# Brevipes 128



## andrecardoso (Aug 5, 2007)

My newest creation.
800mm x 400mm x 400mm
Hqi150 watts
Fluval 203
Fauna- 21 Paracheirodon axelrodi 
4 Otocinclus affinis 
Neocaridina Heteropoda (red) and Caridina japonica

Flora- Rotala rotundifolia
Ludwigia brevipes
Eleocharis parvulus
Utricularia Graminifolia
Echinodorus palaefolius latifolius
Rotala rotundifolia "Green"
Blyxa Japonica
Hemianthus Micranthemoides
Rotala Walichii


----------



## DonaldmBoyer (Aug 18, 2005)

HOLY MOLY!!! That's beautiful, Andre! A stunning aquascape, for sure!
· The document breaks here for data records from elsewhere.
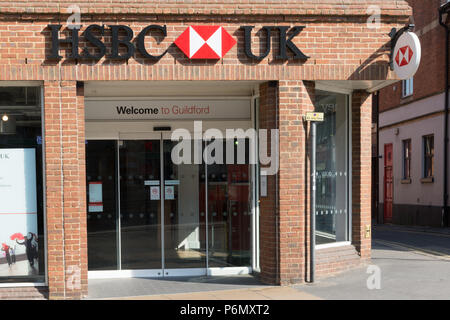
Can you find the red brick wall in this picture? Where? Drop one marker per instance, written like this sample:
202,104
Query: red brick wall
66,189
430,78
341,48
237,7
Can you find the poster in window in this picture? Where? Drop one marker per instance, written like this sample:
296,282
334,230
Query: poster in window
18,213
169,193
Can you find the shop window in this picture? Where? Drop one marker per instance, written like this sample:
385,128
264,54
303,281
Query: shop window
406,159
428,157
407,87
21,186
332,164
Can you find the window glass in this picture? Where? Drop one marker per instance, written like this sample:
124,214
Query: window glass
428,146
407,159
21,186
332,168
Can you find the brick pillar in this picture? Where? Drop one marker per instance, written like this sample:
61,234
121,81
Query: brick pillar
65,190
268,220
361,171
283,225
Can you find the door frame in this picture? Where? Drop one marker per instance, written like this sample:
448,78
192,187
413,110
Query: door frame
386,146
164,272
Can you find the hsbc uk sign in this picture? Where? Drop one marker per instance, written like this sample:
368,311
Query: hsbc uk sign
196,42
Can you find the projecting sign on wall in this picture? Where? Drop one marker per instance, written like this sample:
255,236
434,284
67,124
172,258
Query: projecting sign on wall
238,109
407,55
18,210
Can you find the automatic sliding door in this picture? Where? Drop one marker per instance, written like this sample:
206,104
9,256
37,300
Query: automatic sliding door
229,205
140,204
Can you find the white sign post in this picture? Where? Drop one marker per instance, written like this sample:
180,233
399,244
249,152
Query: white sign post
407,55
18,202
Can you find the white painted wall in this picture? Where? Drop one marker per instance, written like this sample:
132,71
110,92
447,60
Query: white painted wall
416,193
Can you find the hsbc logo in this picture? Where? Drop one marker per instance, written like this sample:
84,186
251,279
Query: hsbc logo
404,56
196,42
205,42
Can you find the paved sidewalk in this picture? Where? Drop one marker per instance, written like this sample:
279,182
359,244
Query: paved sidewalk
270,293
116,288
432,230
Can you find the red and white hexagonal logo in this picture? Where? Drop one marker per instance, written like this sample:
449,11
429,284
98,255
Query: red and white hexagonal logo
205,42
404,56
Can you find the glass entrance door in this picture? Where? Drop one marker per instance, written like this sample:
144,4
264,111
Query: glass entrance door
148,215
140,204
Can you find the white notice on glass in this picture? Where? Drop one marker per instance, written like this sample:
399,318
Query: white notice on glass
169,193
154,193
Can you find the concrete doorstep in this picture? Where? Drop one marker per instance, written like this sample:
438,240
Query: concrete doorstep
266,293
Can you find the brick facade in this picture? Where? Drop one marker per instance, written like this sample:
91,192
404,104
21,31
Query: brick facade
430,77
336,38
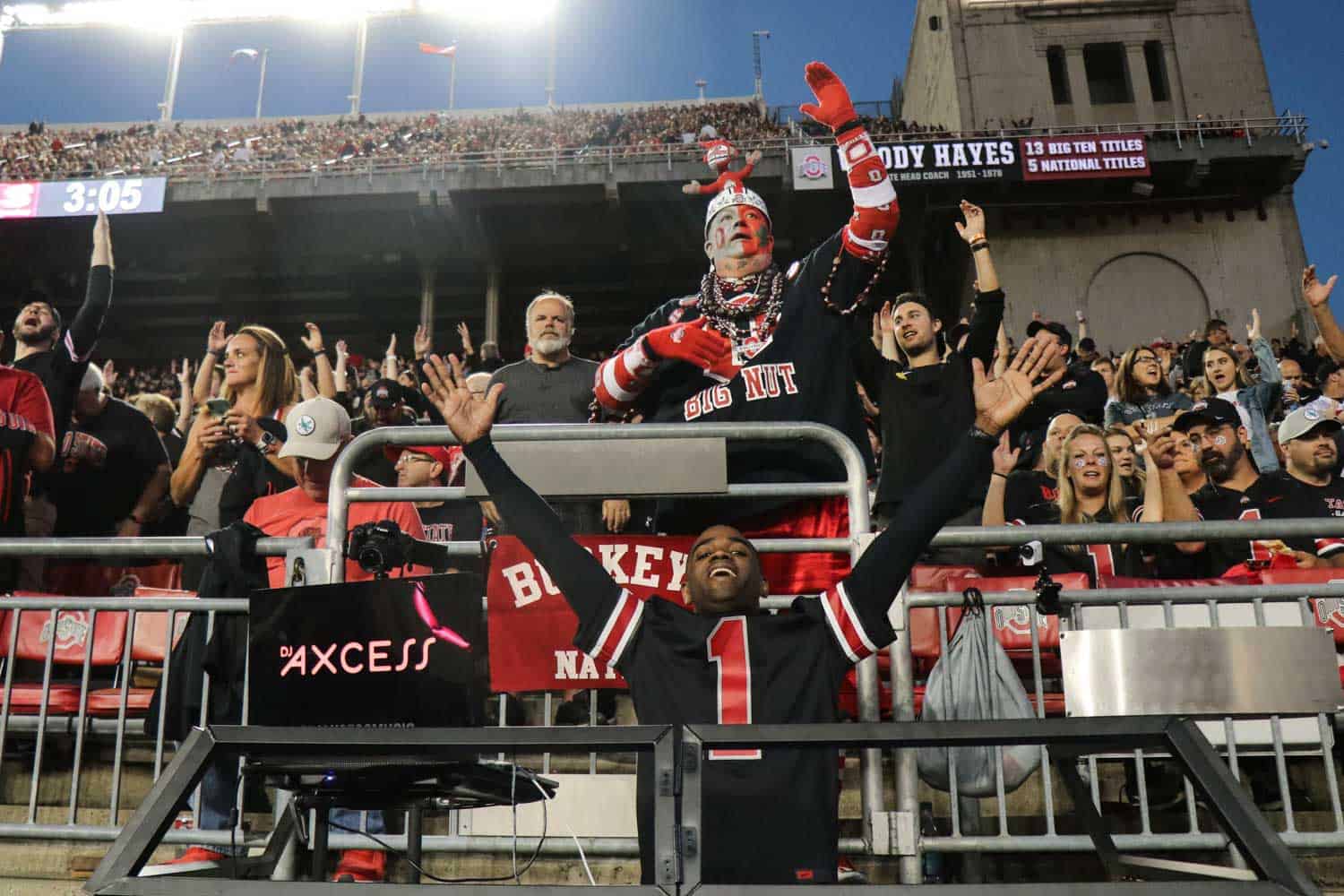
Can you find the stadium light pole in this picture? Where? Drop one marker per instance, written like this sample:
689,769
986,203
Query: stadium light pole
174,67
261,81
550,65
358,85
755,61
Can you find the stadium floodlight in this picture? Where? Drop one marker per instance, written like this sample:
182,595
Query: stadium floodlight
163,15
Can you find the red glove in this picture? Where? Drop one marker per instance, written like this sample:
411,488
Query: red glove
693,343
833,108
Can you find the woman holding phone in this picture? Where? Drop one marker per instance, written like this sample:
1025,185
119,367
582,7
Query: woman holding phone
230,452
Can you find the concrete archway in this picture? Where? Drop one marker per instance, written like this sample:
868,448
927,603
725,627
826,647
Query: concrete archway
1137,297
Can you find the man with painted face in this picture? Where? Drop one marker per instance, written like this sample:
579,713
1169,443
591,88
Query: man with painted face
761,344
932,384
769,817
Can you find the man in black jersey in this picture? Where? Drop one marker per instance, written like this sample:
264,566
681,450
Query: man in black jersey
58,357
769,815
1308,437
1238,492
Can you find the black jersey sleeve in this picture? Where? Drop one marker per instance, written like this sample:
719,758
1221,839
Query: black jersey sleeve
82,333
661,316
857,607
609,616
847,279
984,327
What did you use for substrate? And, what do you use for fertilizer?


----------



## andrecardoso (Aug 5, 2007)

DonaldmBoyer said:


> HOLY MOLY!!! That's beautiful, Andre! A stunning aquascape, for sure!
> 
> What did you use for substrate? And, what do you use for fertilizer?


Thanks a lot! 
Substrate:
Akadama special

Fertilizer:
Elos fase 1
Elos K40
Fe brightwell Aquatics
Flourish Excel
NPK Nutrafin (for N and P)


----------



## info scavenger (Jun 25, 2008)

Beautiful scape! How long has it been set up.


----------



## andrecardoso (Aug 5, 2007)

info scavenger said:


> Beautiful scape! How long has it been set up.


 Since October


----------



## Pinto (Mar 22, 2008)

Wow your layout looks so awesome. Your tank looks slick also.


----------



## Te-Nej (Aug 9, 2007)

Very nice looking tank. Can you give us a little closer picture?


----------



## krisw (Jan 31, 2005)

Really nice scape. You might want to consider moving the Rotala green over to the right a little bit, as it's a tad bit too centered. Otherwise, nice stuff, good work!


----------